With this new form, expect to see more focus on, and clarity from, the tailored sections. These sections will now probably include more focus on a purpose statement, anchoring the contract to outcomes and desired achievements and more clarity around keeping the work and relationship on track.
I went hunting for some of the old chestnuts to see how these are now dealt with. Public Liability and Professional Indemnity Insurance cover amounts are often an issue for SMEs. Too often they are hard wired into agreements with fixed amounts which are excessive when the risk and fairness is considered. With this new approach those insurance cover requirements are considered on the front page. SMEs should be better placed now to have a discussion with their Council counterpart about what is necessary and fair, rather than trying to resist fixed T&Cs controlled by someone in a lofty office!

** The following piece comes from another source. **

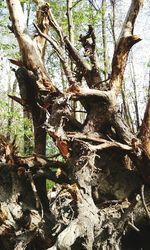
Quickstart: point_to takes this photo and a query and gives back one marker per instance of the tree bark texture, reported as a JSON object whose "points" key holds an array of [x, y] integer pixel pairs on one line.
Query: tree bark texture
{"points": [[102, 201]]}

As a person who wears many hats, I have a few conclusions. With my lawyer hat (wig?) on I think this is a great leap forward; with my cyber helmet on, it is nice to see values featuring so highly in this Zero Trust world; and with my commercial management cap on, I think this is a great move towards reframing contracts with Council as frameworks for relationships.
With my Pollyanna bonnet on, I would like to see the next iterations of this template include provision for recognising the values of the suppliers and some of the principles of good supplier relationship management around being a good and better customer and recognising the importance of balance in every relationship.
One of the things we saw from Government during the past two years of COVID-19 disruptions was a better recognition of the critically important part suppliers play as extensions of their customers and parts of their teams. In Australia, the Government talks about industry as a fundamental input to capability. In New Zealand, over the last two years we saw evidence of this in excellence awards to industry.
With so much global focus on supply chains , mutual dependency between customers and suppliers will continue to grow. This growth means an increasing trend in mutually beneficial outcomes and this new Auckland Council template is a great step in that direction.